Steve’s shorts: Siege…


Copyright 2017, Steven M. Moore

“Have you heard, Josefina?”

The woman put the paper plates in front of her small children. She watched them begin to devour the PB&J sandwiches.

“Heard what, Father Sullivan?”

“The police have said they’re outnumbered. They’re letting the mad dogs take over the city.”

Josefina paled, caught her breath, and sat down on the fourth chair at the little table.

“Will we still be safe here?”

The young priest shook his head. “Your case has been in the local news. They know you’re here. I don’t know if any of us are safe. Mob rule isn’t pretty. They are thugs and killers.”

“Where else could we go?”

“Everywhere will be dangerous. Our only hope is that they respect the church as sanctuary. I suspect we might have other guests, refugees from the terror.”

Josefina wrung her hands, looking from angelic face to angelic face. The violence in her home country had been followed by years of peace in her new one. All her children were born in the U.S., but she was still an illegal. If they had just offered her some route to a green card and then citizenship.
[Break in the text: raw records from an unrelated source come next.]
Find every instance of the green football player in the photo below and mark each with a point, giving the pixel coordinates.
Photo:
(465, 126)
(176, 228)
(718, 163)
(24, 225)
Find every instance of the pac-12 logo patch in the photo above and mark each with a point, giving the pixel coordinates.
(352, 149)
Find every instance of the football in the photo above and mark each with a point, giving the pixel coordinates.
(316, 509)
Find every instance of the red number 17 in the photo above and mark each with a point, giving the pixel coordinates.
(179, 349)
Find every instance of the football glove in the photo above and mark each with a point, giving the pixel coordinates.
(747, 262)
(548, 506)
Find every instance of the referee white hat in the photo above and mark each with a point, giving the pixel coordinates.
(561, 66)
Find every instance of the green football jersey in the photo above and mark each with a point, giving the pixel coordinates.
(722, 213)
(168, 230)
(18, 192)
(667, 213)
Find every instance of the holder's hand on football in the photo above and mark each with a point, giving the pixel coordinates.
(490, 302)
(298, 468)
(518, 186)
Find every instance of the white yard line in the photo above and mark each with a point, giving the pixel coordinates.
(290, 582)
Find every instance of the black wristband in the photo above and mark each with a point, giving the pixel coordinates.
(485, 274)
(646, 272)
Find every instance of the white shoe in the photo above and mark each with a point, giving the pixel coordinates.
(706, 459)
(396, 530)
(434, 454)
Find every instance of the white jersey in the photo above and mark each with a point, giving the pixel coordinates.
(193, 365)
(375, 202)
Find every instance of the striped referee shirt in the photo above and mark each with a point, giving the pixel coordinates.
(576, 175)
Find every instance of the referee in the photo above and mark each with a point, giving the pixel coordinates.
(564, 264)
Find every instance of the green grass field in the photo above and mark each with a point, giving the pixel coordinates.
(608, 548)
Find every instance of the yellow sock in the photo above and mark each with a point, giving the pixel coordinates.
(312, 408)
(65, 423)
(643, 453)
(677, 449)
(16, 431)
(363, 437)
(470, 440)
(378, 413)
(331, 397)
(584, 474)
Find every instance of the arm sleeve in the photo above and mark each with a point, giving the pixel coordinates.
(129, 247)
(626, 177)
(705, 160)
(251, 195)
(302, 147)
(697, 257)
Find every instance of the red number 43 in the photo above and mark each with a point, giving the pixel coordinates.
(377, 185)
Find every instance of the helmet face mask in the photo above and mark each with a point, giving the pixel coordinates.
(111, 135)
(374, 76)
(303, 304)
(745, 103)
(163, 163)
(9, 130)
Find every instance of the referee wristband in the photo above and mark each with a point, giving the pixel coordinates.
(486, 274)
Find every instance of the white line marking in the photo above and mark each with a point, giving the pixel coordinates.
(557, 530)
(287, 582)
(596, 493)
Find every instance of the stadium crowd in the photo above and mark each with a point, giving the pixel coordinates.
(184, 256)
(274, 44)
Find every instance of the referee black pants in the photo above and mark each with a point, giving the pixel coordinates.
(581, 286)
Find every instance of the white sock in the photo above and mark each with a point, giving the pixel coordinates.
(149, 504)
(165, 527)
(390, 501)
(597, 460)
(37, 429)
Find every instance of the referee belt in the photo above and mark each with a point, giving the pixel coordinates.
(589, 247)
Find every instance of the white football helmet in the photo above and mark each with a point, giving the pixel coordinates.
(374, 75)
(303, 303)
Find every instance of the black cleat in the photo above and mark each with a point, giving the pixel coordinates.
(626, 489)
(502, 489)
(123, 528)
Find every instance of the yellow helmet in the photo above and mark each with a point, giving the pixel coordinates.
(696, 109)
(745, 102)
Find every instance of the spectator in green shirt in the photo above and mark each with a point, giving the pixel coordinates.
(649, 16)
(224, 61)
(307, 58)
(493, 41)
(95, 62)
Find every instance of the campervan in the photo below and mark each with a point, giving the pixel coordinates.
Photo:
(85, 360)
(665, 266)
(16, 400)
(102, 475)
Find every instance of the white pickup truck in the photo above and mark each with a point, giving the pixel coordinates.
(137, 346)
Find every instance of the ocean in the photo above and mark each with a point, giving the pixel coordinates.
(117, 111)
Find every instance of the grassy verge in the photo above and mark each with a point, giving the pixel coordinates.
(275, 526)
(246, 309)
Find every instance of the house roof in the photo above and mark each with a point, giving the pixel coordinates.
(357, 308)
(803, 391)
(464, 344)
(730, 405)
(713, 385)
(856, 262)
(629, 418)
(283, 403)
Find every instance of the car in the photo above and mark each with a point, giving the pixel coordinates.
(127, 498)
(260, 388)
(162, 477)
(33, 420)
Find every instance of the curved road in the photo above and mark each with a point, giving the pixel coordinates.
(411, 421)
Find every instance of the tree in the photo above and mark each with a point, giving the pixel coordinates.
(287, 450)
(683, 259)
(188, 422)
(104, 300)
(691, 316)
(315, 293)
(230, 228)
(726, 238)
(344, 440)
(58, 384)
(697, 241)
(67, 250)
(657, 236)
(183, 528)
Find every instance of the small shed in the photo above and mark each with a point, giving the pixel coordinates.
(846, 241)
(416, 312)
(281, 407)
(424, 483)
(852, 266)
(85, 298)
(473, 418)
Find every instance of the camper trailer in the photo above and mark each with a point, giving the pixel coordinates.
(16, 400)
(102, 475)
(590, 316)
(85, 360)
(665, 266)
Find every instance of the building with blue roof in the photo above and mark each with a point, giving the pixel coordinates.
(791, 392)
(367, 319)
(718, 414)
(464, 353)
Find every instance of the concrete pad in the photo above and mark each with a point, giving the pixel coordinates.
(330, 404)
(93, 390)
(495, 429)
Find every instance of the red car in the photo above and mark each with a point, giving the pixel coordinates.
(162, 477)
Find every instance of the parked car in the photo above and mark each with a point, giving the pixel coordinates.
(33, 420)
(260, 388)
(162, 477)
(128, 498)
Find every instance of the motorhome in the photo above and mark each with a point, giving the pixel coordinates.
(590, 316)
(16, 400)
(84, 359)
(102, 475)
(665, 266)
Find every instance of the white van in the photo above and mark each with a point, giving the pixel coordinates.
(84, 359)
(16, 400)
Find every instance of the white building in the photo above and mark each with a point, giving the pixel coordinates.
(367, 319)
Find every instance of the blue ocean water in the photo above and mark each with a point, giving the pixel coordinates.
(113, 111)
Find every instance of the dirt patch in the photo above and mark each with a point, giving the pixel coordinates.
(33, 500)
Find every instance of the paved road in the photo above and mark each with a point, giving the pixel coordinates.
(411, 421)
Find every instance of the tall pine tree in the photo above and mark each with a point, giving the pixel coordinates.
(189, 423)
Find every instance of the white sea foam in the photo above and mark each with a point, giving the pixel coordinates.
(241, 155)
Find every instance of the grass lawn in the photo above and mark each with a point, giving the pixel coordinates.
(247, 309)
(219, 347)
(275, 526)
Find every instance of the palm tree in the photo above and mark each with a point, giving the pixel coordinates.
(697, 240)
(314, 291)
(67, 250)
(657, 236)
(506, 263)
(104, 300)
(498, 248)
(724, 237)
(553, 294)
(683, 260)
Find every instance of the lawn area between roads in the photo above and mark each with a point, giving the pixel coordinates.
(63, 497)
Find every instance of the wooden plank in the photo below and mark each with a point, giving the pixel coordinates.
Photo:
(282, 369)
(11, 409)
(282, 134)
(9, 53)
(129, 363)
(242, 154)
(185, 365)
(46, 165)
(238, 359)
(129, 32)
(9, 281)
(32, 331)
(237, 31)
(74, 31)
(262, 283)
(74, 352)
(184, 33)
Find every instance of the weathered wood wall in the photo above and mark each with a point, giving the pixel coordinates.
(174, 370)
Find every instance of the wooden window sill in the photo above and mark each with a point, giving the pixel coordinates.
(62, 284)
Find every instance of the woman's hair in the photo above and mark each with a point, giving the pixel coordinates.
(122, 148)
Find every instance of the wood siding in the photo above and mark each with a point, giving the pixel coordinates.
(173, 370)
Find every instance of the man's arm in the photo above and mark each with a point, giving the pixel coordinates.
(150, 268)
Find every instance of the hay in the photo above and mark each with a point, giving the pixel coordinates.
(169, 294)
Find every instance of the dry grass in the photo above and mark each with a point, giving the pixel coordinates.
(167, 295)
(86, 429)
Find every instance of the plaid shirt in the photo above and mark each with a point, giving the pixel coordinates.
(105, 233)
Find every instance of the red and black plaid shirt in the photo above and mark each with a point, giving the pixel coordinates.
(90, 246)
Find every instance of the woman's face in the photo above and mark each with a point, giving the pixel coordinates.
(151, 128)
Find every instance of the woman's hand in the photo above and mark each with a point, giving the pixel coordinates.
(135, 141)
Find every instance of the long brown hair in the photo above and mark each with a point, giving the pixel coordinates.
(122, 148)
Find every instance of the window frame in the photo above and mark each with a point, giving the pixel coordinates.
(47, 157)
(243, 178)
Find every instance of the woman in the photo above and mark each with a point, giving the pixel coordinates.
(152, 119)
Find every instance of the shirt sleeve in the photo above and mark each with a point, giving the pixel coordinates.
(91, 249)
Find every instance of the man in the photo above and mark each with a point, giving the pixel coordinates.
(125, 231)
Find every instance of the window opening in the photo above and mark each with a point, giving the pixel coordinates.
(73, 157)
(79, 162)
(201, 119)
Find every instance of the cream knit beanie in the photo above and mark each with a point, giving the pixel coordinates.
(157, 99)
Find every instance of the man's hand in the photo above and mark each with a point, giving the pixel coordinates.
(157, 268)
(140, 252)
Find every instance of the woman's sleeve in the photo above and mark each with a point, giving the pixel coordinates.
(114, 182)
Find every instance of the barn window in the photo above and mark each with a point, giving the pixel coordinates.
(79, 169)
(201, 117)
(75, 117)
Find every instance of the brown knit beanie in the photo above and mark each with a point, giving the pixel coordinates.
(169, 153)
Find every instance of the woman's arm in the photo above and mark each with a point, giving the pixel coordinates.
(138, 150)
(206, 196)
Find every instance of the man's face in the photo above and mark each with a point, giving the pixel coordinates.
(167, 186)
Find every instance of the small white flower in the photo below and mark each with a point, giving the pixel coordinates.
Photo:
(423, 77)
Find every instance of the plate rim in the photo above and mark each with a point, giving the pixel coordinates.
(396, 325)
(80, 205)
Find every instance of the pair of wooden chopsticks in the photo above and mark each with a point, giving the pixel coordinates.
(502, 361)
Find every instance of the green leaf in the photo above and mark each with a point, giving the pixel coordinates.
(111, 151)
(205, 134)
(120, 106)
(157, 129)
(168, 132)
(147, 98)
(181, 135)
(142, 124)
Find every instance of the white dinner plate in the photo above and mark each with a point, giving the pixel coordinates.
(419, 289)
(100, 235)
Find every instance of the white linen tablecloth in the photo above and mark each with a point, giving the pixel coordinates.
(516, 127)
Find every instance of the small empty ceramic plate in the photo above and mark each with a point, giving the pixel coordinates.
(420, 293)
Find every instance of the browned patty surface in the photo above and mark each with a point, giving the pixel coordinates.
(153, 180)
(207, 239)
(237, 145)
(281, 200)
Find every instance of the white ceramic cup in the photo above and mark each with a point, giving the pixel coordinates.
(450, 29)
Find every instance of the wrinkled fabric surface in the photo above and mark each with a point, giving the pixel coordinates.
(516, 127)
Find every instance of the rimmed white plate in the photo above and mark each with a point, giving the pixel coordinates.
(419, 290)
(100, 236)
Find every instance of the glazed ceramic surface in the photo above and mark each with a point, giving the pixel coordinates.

When ICE started tearing apart the immigrant families, she had to leave her good-paying job and seek refuge in her church. Her children, ages three, five, and eight, were too young to leave on the outside even though they weren’t in danger.

Now they were all in danger, including the priests, nuns, and deacons who had given them shelter. The neo-Nazis now in control of the city would run amok.

“You should all join us here in the basement,” she said. “We’ll barricade the doors.”

Father Sullivan nodded. “That’s a good idea if it works. I’ll tell the others. We need to bring all our food supplies down here.”

She glanced around the huge basement used in better times for church social functions and overflow from the holiday masses. The large TV was connected to cable as well as a feed from the old cathedral above them.

“They might burn it all down,” she said. “We’d all be trapped.”

“Not if our barricade is strong enough and the ceiling holds.” He paused at the stairs. “It’s possible that the police will come to their senses and hold them off until the National Guard can be deployed to stop them, but we need to be prepared. Can Antonio take care of the other two if you help us?”

Josefina looked at her oldest child. With wide eyes, he nodded.

“Tranquilla, mamacita, los cuideré.”

It took them half a day to prepare. When the barricades went up blocking the entrances into the basement, Juanita’s family had been joined by the four priests, nearly a dozen nuns, and more than the Hispanic families, all citizens or green-card holders. They had come to seek refuge because no one needed to tell them what the skinheads would do to them if they were caught.

“The governor is calling in the National Guard,” said Father Sullivan.

“Too little, too late,” said a nun. “This is our Kristallnacht.”

They sat around holding hands and awaiting their fate.


Rembrandt’s Angel (a mystery/thriller from Penmore Press). To what lengths would you go to recover a stolen masterpiece? Scotland Yard’s Arts and Antiques Inspector Esther Brookstone goes the extra mile. She and paramour/sidekick Bastiann van Coevorden, an Interpol agent, set out to outwit the dealers of stolen art and recover “An Angel with Titus’ Features,” a Rembrandt painting stolen by the Nazis in World War Two. Their efforts lead to much more, as they uncover an international conspiracy that threatens Europe. During their dangerous adventures, their relationship solidifies and becomes a full-blown romance. See the review and interview at Feathered Quill. This book is available in ebook format at Amazon and at Smashwords and its affiliate retailers. It’s available as a print version at Amazon, B&N, or your favorite bookstore (if not there, ask for it).

In libris libertas….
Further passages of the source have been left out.